In Bihar State Ardh Sarkari Arajpati Karamchari Maha Sangh and Ors. v. State of Bihar and Ors. (2026 INSC 607), the Supreme Court of India addressed a prolonged, two-and-a-half-decade-old humanitarian and legal crisis concerning the non-payment of salaries, retiral benefits, and other pensionary dues to thousands of employees. The dispute arose following the bifurcation of the erstwhile State of Bihar under the Bihar Reorganisation Act, 2000, which left the division of assets, liabilities, and employee compensation among five major State-owned Public Sector Undertakings (PSUs) unresolved between the successor States of Bihar and Jharkhand. A Bench authored by Justice Chittaranjan Sharma (Mehta, J.) considered the comprehensive roadmap submitted by a court-appointed high-level committee comprising senior officials from the Union of India and both state governments.
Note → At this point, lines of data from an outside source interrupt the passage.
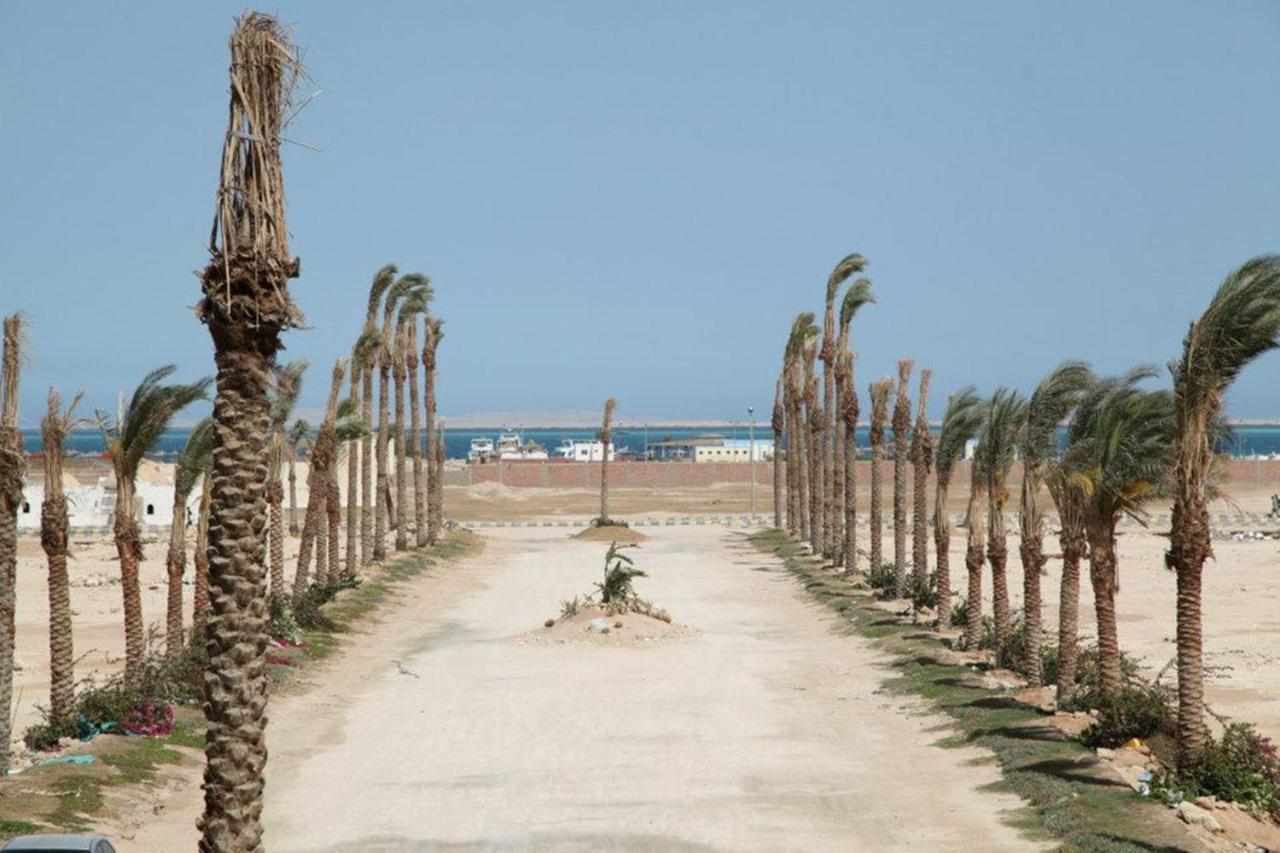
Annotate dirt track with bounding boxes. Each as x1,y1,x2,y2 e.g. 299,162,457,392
122,528,1036,852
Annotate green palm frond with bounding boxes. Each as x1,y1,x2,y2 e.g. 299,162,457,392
840,278,876,334
173,418,214,498
937,386,986,478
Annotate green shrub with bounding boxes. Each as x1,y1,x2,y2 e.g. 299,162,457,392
1080,683,1176,748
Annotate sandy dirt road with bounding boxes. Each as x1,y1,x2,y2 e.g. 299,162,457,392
129,528,1037,853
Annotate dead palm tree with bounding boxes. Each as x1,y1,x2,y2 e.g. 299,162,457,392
933,386,984,626
422,314,444,544
1068,369,1174,698
293,359,347,601
868,379,893,571
979,388,1027,656
911,370,942,608
837,348,858,575
892,359,915,598
164,418,215,658
264,359,307,606
1166,255,1280,770
595,397,618,517
0,314,23,774
198,13,302,852
819,252,867,560
833,278,876,560
769,373,786,530
1018,361,1093,686
964,400,995,649
40,388,83,731
97,365,210,683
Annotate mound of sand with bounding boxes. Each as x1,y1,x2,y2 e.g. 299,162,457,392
521,605,695,646
572,526,649,544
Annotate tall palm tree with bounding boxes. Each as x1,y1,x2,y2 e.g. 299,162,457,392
97,365,210,681
0,314,23,774
911,370,942,608
964,398,995,649
769,373,786,530
832,278,876,560
596,397,618,524
40,388,83,730
374,273,428,561
293,359,347,599
264,359,307,604
164,418,213,657
422,314,444,544
198,13,302,852
868,379,893,571
1018,361,1093,686
819,252,867,560
892,359,915,598
1166,255,1280,770
979,388,1027,656
933,386,983,626
356,264,397,564
838,347,858,575
1068,369,1174,697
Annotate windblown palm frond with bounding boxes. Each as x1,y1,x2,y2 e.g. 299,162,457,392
174,418,214,498
936,386,986,478
97,364,212,479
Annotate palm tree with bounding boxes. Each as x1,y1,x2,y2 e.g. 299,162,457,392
868,379,893,571
819,252,867,558
374,273,428,561
933,386,983,626
769,373,786,530
356,264,397,564
1018,361,1093,686
595,397,618,517
978,388,1027,656
264,359,307,601
422,314,444,544
97,365,207,681
40,388,83,731
832,278,876,560
892,359,915,598
911,370,942,608
164,418,213,657
1166,255,1280,770
1068,368,1174,698
293,359,347,599
964,400,995,649
0,314,23,774
198,12,303,850
284,418,311,537
840,348,858,574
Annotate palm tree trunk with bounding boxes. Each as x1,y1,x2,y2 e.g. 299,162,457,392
1088,523,1121,697
933,471,951,617
164,491,187,658
360,364,374,565
346,368,360,575
374,356,392,562
392,348,408,551
1169,488,1212,771
406,323,426,548
1057,527,1084,699
964,471,987,649
39,409,76,730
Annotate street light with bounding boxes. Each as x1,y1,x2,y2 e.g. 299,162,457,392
746,406,755,521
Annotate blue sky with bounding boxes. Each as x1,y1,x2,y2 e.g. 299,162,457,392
0,0,1280,424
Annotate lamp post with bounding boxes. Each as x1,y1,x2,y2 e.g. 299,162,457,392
746,406,755,521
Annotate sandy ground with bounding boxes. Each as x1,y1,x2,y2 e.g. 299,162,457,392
120,528,1037,852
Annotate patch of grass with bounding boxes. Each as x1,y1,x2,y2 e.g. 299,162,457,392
748,530,1201,853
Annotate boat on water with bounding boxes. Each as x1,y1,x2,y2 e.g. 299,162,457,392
556,438,617,462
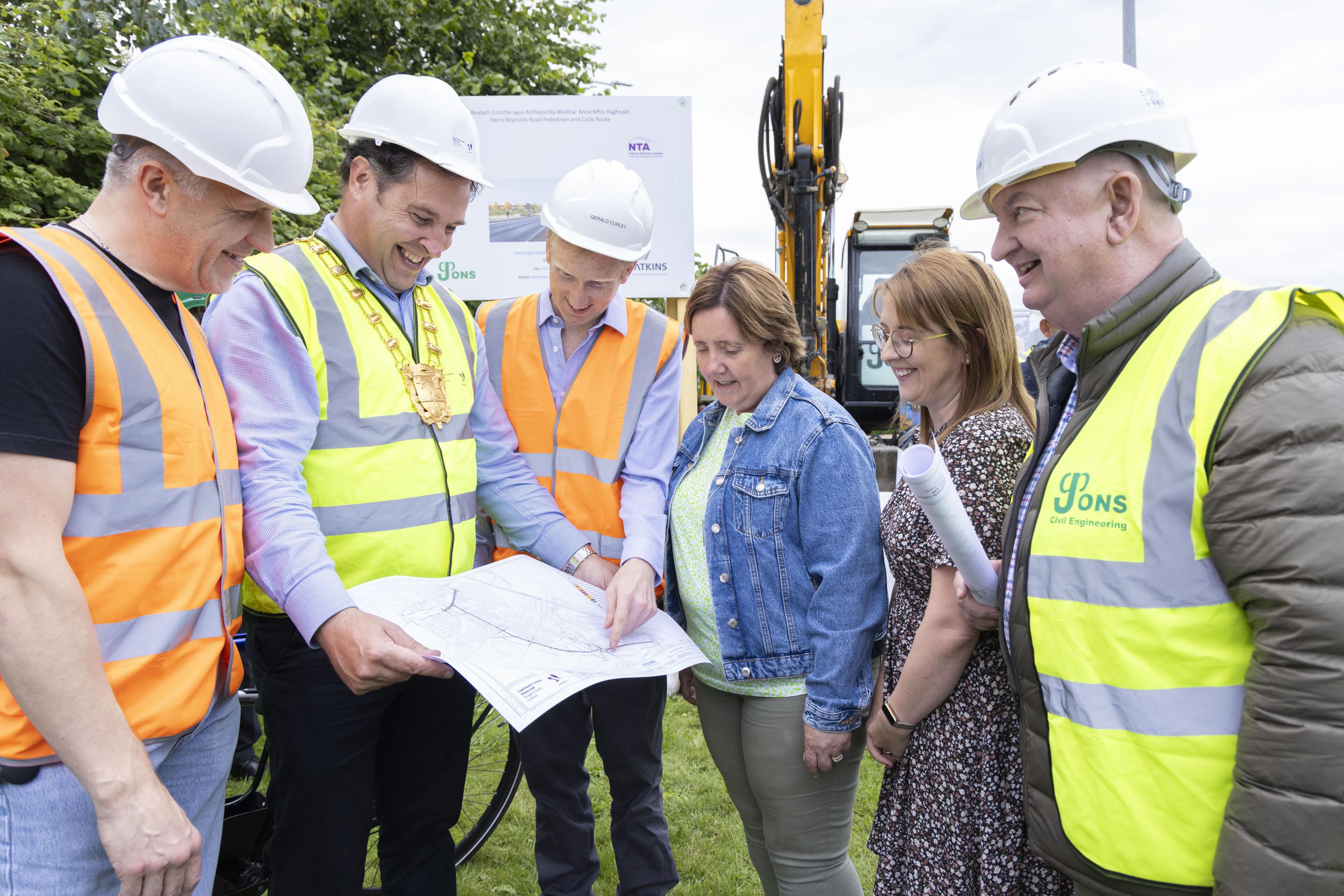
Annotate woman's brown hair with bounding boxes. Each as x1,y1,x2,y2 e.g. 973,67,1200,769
685,258,806,374
875,246,1036,445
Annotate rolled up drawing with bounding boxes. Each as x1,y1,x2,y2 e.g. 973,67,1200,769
896,445,999,607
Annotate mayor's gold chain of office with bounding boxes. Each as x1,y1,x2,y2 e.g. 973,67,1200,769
300,237,452,428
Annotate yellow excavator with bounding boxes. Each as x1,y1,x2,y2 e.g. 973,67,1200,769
757,0,952,430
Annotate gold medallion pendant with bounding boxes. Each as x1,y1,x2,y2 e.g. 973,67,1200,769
402,364,453,430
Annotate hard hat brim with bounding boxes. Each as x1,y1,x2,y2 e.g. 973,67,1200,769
542,206,653,262
336,125,495,187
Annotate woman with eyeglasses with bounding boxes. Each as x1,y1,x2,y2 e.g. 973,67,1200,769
867,247,1073,896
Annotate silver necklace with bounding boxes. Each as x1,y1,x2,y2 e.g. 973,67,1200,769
70,215,112,255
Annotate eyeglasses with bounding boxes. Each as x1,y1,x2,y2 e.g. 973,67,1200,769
872,324,952,358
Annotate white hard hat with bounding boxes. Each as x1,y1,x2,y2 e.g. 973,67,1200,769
336,75,495,187
961,59,1195,219
98,35,317,215
542,159,653,262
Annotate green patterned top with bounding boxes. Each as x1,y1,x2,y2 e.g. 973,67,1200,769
671,408,808,697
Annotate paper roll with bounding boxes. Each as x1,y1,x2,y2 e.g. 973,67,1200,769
896,445,999,607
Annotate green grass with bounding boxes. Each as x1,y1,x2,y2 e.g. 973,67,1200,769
230,697,882,896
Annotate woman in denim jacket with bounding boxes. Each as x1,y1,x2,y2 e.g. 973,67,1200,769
665,260,887,896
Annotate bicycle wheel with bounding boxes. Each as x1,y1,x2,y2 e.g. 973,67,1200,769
364,694,523,895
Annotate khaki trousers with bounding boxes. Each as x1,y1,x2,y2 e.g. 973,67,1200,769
695,680,864,896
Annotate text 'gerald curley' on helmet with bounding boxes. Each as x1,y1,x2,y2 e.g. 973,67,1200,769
98,35,317,215
542,159,653,262
336,75,495,187
961,59,1195,219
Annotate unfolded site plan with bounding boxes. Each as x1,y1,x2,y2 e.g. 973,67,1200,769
349,556,706,730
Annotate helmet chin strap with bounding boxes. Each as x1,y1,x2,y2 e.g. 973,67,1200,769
1095,141,1191,215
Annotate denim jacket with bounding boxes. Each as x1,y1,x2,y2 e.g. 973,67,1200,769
664,369,887,732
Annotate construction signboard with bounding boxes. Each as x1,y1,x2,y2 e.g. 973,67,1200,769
429,97,695,301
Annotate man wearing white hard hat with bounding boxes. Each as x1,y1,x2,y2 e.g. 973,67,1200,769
0,36,317,896
477,160,681,896
959,60,1344,896
204,75,610,896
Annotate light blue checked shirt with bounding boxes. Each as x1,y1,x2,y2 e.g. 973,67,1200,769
203,215,586,643
1003,333,1080,649
536,287,681,582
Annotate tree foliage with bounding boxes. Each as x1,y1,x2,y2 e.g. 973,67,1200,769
0,0,601,239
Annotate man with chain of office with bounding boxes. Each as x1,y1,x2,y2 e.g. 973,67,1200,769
204,75,610,896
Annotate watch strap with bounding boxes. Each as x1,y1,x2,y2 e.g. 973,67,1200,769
560,544,597,575
882,700,915,731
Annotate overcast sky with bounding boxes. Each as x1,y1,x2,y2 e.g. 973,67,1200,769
595,0,1344,302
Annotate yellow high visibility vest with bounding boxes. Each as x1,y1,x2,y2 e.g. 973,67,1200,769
1015,280,1344,887
242,242,476,614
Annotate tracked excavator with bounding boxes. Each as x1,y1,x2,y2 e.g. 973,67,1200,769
757,0,952,431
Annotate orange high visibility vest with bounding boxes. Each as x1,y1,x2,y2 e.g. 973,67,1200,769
0,227,243,766
476,294,680,565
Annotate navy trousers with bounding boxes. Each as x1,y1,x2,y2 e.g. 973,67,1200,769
519,676,680,896
245,612,476,896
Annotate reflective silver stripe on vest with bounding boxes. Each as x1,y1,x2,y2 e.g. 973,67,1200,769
543,446,629,485
429,277,476,376
18,234,209,537
223,584,243,622
12,224,94,428
62,481,224,538
485,298,516,397
94,598,233,662
313,411,473,451
1040,674,1245,737
293,243,476,450
313,491,476,537
276,243,359,421
493,524,625,560
1027,290,1263,609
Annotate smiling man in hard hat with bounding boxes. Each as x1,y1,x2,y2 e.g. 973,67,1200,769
477,160,681,896
0,36,317,896
204,75,605,896
961,60,1344,896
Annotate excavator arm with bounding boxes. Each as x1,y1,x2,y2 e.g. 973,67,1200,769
757,0,845,395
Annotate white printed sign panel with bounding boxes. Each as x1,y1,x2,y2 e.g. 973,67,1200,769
429,97,695,301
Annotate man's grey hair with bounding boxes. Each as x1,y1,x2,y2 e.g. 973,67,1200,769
102,134,210,200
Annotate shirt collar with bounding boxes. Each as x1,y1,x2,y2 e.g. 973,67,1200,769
536,286,629,336
317,215,430,291
1055,333,1082,374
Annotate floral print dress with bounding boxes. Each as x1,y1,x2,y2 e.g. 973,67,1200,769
868,406,1073,896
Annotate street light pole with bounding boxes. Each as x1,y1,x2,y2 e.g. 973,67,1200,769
1121,0,1138,69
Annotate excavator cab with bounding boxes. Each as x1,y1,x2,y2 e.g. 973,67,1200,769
836,208,952,433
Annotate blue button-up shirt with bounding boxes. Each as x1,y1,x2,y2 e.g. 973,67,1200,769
203,215,585,642
536,289,681,580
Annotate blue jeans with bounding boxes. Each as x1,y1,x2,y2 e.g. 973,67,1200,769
0,697,238,896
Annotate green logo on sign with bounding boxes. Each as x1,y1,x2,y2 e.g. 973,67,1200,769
1055,473,1129,513
438,262,476,280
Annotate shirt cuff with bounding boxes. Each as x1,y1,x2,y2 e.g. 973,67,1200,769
528,520,587,569
621,535,667,587
282,569,355,647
Marking the matter as “Heard in part,” the Supreme Court recognized the severe financial distress of the employees and maintained its active original jurisdiction to strictly enforce the phase-wise distribution of liabilities, fund clearances, and immediate disbursement of outstanding salary and retiral arrears.
1. Factual Background and Origin of the Dispute
- The Bifurcation: Under the statutory provisions of the Bihar Reorganisation Act, 2000, the erstwhile State of Bihar was split to carve out the successor State of Jharkhand.
- The Affected Undertakings: The legal gridlock heavily impacted the workforce of five major State-owned corporations:
- Bihar State Construction Corporation Ltd.
- Bihar State Industrial Development Corporation Ltd.
- Bihar State Electronic Development Corporation Ltd.
- Bihar State Forest Development Corporation Ltd.
- Bihar State Panchayati Raj Financial Corporation Ltd.
- The Employee Crisis: For nearly 25 years, the apportionment of assets and liabilities between Bihar and Jharkhand remained deadlocked. Consequently, thousands of public servants, retired personnel, and families of deceased employees faced severe financial deprivation due to the continuous non-payment of basic salaries, earned emoluments, and post-retirement benefits.
2. Procedural History and Formation of the Committee
- Writ Petition: Frustrated by the administrative stagnation, the employees’ associations along with individual workers moved a writ petition (Writ Petition (Civil) No. 932 of 2022) under Article 32 of the Constitution of India directly before the Supreme Court against the States of Bihar and Jharkhand, the respective PSUs, and the Union Ministry of Home Affairs.
- Judicial Intervention (October 2023): On October 9, 2023, the Supreme Court observed that the most viable course of action to settle the humanitarian impasse was to compel the Union of India, the State of Bihar, and the State of Jharkhand to collectively deliberate and resolve the division of liabilities.
- The High-Level Committee: To facilitate this, the apex court formally constituted a joint committee composed of senior administrative officers representing the Government of India and the Principal Secretaries of the concerned departments from both state governments. The committee was explicitly tasked with mapping out the division of PSU assets and creating a definitive payment mechanism for the employees’ outstanding dues.
3. Key Issues Evaluated by the Court
- The strict statutory execution of asset and liability apportionment under the Bihar Reorganisation Act, 2000.
- Remedying the systemic violation of the employees’ right to livelihood caused by multi-decade administrative delays in salary and pension disbursements.
- Establishing concrete, time-bound financial responsibility between the two successor states to prevent further shifting of liability.
4. Analysis of the Committee’s Report
The joint committee formulated a structured report dividing financial accountability proportionally between Bihar and Jharkhand based on the geographical location of the PSU units, infrastructure, and employee deployments. The Supreme Court meticulously reviewed the extracted clauses of the report, noting that:
- Definite formulas for dividing corporate liabilities had finally been agreed upon by all three governing components (Union, Bihar, and Jharkhand).
- Clear frameworks were laid out to generate necessary funds to clear the substantial backlog of employee salaries, gratuities, and retiral payouts.
5. Final Status and Court Directives
- Heard in Part: The Supreme Court recorded the matter as “Heard in part”, signifying that the case remains active on the court’s daily docket for rolling enforcement.
- Continuous Mandate: Rather than disposing of the petition based on the committee’s recommendations, the Bench chosen to keep the litigation pending. This ensures that the court can directly monitor the physical implementation of the report, verify that state budgets allocate the required funds, and guarantee that the thousands of distressed workers receive their long-overdue compensation without further administrative friction.
2026 INSC 607
Bihar State Ardh Sarkari Arajpati Karamchari Maha Sangh And Ors. V. State of Bihar And Ors.